Los dos políticos, afirma la acusación, «habrían garantizado interceder» para lograr ese objetivo y Cesa, especialmente, «se comprometía a apoyarlos» para lograr licitaciones.

«Recibí una notificación sobre hechos que se remontan a 2017. Me considero totalmente ajeno, pedirá que me escuchen cuanto antes en la fiscalía competente, a través de mis abogados», dijo Cesa.

Respaldo de senadores

Los senadores de la UdC, por su parte, manifestaron pleno respaldo con su dirigente, que renunció a su cargo como secretario general del partido «con efecto inmediato».

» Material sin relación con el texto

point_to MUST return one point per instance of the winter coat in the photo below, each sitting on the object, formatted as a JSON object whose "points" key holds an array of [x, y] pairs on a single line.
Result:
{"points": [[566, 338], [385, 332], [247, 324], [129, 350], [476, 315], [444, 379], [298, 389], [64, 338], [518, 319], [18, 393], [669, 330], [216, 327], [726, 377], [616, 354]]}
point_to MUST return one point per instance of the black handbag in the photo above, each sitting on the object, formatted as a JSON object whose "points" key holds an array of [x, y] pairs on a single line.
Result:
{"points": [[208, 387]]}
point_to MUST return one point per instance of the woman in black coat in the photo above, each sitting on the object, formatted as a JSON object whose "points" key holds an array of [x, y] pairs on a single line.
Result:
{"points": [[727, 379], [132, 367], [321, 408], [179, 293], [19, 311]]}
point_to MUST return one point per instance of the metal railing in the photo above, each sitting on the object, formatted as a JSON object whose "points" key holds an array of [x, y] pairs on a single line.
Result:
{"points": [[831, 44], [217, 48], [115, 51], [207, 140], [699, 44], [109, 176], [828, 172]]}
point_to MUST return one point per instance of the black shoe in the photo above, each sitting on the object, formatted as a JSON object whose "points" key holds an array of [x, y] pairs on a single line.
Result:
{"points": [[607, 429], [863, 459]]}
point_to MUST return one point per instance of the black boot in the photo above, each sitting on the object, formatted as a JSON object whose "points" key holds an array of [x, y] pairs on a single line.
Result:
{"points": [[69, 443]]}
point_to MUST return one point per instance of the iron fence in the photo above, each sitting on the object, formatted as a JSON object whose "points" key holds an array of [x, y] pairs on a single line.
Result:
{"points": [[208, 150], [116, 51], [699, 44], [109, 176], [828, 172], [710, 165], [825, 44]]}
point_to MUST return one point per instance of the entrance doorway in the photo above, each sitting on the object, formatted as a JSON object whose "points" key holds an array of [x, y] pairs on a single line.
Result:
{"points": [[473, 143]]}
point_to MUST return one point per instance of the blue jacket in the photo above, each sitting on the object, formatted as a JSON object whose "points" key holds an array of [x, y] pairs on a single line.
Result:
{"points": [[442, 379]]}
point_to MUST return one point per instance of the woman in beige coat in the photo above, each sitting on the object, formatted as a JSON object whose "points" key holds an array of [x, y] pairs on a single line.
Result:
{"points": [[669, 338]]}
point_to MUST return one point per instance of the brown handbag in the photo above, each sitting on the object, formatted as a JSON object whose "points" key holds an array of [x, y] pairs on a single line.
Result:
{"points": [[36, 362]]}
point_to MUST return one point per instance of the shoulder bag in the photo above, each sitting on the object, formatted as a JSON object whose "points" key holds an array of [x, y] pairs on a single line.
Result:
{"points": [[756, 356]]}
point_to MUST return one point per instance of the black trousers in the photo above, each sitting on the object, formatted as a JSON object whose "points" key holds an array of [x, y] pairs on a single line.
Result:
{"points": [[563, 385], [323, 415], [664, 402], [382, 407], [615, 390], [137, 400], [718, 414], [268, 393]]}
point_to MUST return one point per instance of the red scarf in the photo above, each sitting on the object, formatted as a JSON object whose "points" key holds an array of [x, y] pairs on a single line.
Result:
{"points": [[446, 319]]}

También se libró una sanción contra el escribano Rocco Guglielmo, de 58 años y de Catanzaro, uno de los más conocidos y activos escribanos calabreses.

El operativo involucra a los mayores exponentes de las células mafiosas de Crotone, Isola Capo Rizzuto y Cutro, come «Bonaventura» «Aracri», «Arena» y «Grande Aracri», así como empresarios relevantes y exponentes de la administración pública.

Más de 300 millones de euros

El movimiento ilícito de dinero por un valor de más de 300 millones de euros se averiguó en el curso de una investigación.

La fiscalía de Catanzaro, por su parte, dispuso el secuestro de numerosos bienes en relación con lo actuado.

La investigación gira en torno al empresario Antonio Gallo, alias «El príncipe». Un emprendedor, dicen los investigadores, capaz de relacionarse con los principales miembros de cada grupo mafioso de Calabria no en un sentido ocasional e intermitente, sino en un sentido orgánico y continuo.

Facturas, el nuevo «oro» para la mafia

La investigación reveló que el nuevo «oro» de las organizaciones criminales son facturas por operaciones inexistentes, un «commodity» que ahora es muy buscado y «traficado» por los beneficios que puede determinar para los empresarios deshonestos y para las empresas que administran o funcionan en la ‘ndrangheta.

El sector predilecto de esta red criminal fue el de servicios y suministro de equipos de protección personal, máscaras, cascos, guantes. Gallo, según la acusación, también habría podido, gracias a una densa red de relaciones, trastornar una serie de licitaciones anunciadas entre 2017 y 2018. Se estima que se trata de contratos por un valor total superior a 107 millones de euros. Las investigaciones también establecieron la complicidad de los funcionarios públicos: gerentes, gerentes y funcionarios de la oficina de adquisiciones y contratos y de un miembro de la comisión de procedimientos de adquisiciones.